How to Ingest Streaming Data from Kafka to Apache Pinot™

We previously walked through getting started with Apache Pinot™ using batch data, and now we will learn how to ingest streaming data using Apache Kafka® topics.

As the story goes, Apache Pinot was created at LinkedIn to provide a platform that could ingest a high number of incoming events (kafka) and provide “fresh” (sub second) analytics to a large number (20+ million) of users, fast (sub second latency). So, really, consuming events is part of the reason why Pinot was created.

The obligatory “What is Apache Pinot and StarTree?” section

Pinot is a real-time, distributed, open source, and free-to-use OLAP datastore, purpose-built to provide ultra low-latency analytics at extremely high throughput. It is open source and free to use.

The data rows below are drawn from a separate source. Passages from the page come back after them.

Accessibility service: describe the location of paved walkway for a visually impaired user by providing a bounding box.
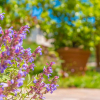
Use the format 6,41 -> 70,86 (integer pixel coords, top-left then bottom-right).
45,89 -> 100,100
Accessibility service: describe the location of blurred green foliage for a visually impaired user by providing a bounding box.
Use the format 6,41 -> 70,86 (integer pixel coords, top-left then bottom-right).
0,0 -> 36,30
35,0 -> 100,49
58,70 -> 100,88
23,40 -> 62,76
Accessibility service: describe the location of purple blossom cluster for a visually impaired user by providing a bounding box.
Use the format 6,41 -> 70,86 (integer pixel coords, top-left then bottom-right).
0,13 -> 58,100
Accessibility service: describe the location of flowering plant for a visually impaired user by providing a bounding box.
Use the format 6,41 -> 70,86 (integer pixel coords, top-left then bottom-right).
0,13 -> 58,100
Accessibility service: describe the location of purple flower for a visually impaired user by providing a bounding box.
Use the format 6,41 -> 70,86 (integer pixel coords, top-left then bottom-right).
18,69 -> 25,76
0,94 -> 6,100
5,60 -> 12,64
0,83 -> 8,88
13,89 -> 20,96
33,77 -> 37,83
11,79 -> 14,84
0,13 -> 5,20
0,27 -> 2,34
17,78 -> 25,87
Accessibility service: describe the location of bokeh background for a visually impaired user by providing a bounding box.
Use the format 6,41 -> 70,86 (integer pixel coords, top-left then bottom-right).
0,0 -> 100,100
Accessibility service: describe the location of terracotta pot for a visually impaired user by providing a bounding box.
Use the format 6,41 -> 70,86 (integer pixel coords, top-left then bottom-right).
57,47 -> 90,74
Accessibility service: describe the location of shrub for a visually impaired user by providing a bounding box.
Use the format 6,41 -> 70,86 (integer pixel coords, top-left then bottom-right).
0,13 -> 58,100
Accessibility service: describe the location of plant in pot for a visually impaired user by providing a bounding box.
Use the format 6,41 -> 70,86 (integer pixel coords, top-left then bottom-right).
34,0 -> 96,74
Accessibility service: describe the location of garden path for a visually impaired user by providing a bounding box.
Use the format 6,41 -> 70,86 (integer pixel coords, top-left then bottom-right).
45,88 -> 100,100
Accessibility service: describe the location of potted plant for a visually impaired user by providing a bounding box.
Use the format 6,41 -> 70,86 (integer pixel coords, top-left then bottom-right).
34,0 -> 96,74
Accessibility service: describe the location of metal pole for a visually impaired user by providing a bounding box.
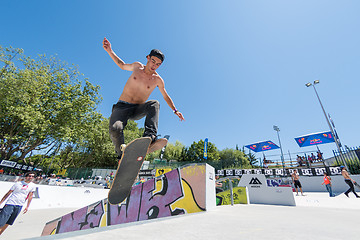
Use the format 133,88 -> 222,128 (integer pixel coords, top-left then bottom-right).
312,83 -> 349,171
274,126 -> 285,174
228,178 -> 234,206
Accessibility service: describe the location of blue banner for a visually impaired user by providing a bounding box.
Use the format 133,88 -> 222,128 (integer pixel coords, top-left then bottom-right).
295,132 -> 335,147
245,141 -> 279,152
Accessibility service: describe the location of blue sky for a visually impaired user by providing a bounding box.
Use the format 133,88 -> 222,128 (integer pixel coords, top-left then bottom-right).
0,0 -> 360,162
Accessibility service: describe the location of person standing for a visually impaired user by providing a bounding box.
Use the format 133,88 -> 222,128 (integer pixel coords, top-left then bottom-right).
291,169 -> 305,196
321,172 -> 335,197
0,172 -> 36,235
340,166 -> 359,198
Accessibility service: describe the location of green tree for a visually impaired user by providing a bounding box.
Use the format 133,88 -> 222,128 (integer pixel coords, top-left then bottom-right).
219,148 -> 250,168
0,47 -> 101,163
163,141 -> 185,161
182,140 -> 220,162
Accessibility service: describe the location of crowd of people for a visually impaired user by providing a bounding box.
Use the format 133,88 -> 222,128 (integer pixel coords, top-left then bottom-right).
296,151 -> 323,167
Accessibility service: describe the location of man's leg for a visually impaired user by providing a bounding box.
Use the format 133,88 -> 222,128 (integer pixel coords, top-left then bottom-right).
345,180 -> 354,197
131,100 -> 160,141
349,181 -> 359,198
109,102 -> 135,159
0,224 -> 9,235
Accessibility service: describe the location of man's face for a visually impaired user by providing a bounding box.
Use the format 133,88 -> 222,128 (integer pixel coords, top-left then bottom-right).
146,56 -> 162,71
25,174 -> 35,182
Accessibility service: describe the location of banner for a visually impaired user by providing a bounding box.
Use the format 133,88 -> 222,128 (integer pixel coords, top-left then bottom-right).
0,160 -> 16,168
216,167 -> 341,177
204,138 -> 209,160
0,160 -> 38,171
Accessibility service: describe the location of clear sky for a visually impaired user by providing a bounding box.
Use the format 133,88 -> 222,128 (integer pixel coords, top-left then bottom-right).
0,0 -> 360,163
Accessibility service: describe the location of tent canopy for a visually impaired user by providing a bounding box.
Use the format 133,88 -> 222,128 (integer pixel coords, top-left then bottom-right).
245,141 -> 279,152
295,132 -> 335,147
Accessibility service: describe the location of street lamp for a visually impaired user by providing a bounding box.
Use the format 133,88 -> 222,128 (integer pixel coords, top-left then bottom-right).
305,80 -> 349,171
274,125 -> 285,174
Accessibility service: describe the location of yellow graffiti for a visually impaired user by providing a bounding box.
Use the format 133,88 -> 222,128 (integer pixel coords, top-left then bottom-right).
100,201 -> 108,227
216,187 -> 248,205
181,165 -> 205,176
56,169 -> 66,176
170,180 -> 203,213
155,168 -> 172,177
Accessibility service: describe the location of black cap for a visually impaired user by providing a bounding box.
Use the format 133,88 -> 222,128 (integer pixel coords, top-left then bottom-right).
149,49 -> 165,62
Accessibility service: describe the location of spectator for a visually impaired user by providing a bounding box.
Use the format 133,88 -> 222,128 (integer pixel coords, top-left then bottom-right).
0,172 -> 36,235
311,153 -> 316,163
215,175 -> 223,194
321,172 -> 335,197
317,150 -> 323,162
340,166 -> 359,198
291,169 -> 305,196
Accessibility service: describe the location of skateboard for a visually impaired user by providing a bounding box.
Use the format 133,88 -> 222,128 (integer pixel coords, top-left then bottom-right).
148,138 -> 167,154
108,137 -> 151,204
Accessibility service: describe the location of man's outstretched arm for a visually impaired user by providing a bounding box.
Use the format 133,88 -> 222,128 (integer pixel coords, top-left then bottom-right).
158,77 -> 185,121
103,38 -> 136,71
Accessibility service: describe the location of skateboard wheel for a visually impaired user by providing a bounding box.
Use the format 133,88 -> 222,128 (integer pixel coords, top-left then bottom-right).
120,144 -> 126,152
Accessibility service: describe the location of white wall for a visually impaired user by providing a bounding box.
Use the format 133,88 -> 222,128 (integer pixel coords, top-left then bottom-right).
300,175 -> 360,193
0,181 -> 109,209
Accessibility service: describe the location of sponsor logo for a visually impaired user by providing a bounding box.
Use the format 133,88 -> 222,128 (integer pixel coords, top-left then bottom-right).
315,168 -> 326,176
329,167 -> 341,175
254,169 -> 261,174
209,172 -> 214,180
301,168 -> 313,176
235,169 -> 242,176
275,169 -> 284,175
249,178 -> 262,185
226,169 -> 234,176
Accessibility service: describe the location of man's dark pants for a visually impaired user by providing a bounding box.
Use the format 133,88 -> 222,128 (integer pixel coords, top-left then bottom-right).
109,100 -> 160,158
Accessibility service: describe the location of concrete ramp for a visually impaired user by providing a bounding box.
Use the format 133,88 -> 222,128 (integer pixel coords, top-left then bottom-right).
238,174 -> 296,206
41,163 -> 216,236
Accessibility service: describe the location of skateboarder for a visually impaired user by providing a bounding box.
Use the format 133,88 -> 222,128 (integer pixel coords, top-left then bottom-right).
103,38 -> 185,159
291,169 -> 305,196
340,166 -> 360,198
0,172 -> 36,235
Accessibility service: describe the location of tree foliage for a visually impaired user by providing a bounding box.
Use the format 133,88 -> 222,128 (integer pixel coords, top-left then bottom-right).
182,140 -> 220,162
219,148 -> 250,168
0,47 -> 101,163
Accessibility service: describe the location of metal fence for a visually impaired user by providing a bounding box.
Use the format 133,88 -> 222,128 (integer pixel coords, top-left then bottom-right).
333,147 -> 360,174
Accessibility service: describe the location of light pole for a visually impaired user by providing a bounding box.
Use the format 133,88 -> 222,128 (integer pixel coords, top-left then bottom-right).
305,80 -> 349,171
274,125 -> 285,174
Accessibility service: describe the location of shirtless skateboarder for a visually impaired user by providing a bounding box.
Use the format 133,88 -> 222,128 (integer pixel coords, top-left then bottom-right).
103,38 -> 185,159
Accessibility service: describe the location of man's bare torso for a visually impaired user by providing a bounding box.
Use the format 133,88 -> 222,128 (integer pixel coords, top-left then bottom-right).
291,173 -> 300,181
119,63 -> 161,104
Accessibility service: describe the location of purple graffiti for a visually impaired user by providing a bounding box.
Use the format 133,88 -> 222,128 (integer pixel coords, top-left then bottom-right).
56,201 -> 104,233
109,170 -> 184,225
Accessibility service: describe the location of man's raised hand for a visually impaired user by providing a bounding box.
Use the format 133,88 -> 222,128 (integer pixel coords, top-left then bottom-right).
103,38 -> 111,52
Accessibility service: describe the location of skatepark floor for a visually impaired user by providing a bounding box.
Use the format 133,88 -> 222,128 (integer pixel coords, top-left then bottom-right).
0,193 -> 360,240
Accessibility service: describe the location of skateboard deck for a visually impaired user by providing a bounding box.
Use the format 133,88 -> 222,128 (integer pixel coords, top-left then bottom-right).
148,138 -> 168,154
108,137 -> 151,204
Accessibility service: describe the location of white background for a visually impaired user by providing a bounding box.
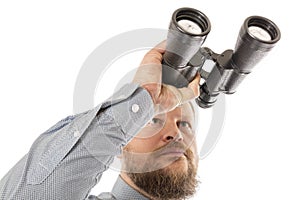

How does StarTree come in? StarTree offers a fully managed version of the Apache Pinot real-time analytics system , plus other tools around it that you can try for free. The system includes StarTree Dataset Manager and StarTree ThirdEye, a UI based data ingestion tool, and a real-time anomaly detection and root cause analysis tool, respectively.

How to install Kafka alongside Pinot

Prerequisite

Complete the steps outlined in the introduction to Apache Pinot.

Step 1: Install Kafka on your Pinot Docker image

Make sure you have completed the first article in the series.

We will be installing Apache Kafka onto our already existing Pinot docker image. To start the Docker image, run the following command:

docker run -it --entrypoint /bin/bash -p 9000:9000 apachepinot.docker.scarf.sh/apachepinot/pinot:0.12.0

PowerShell 7.3.4 docker run Apache Pinot

We want to override the ENTRYPOINT and run Bash script within the Docker image. If you already have a container running, you can skip this step. I tend to tear down containers after use, so in my case, I created a brand new container.

Now, start each of the components one at a time like we did in the previous session:

bin/pinot-admin.sh StartZookeeper &

bin/pinot-admin.sh StartController &

bin/pinot-admin.sh StartBroker &

bin/pinot-admin.sh StartServer &

Run each of the commands one at a time. The & allows you to continue using the same Bash shell session. If you like, you can create different shells for each service:

Get the container ID by running docker ps
Run docker exec -it DOCKER_CONTAINER_ID bash where DOCKER_CONTAINER_ID is the ID received from step 1.
Run the pinot-admin.sh command to start the desired service

It should look like this:

Docker with container ID, Image, Command, and Created

You can now browse to http://localhost:9000/#/zookeeper to see the running cluster:

Step 2: Install Kafka on the Docker container

Next, let's install Kafka. We will be installing Kafka on the existing docker container. For this step, download the TAR file, extract the contents, and start Kafka.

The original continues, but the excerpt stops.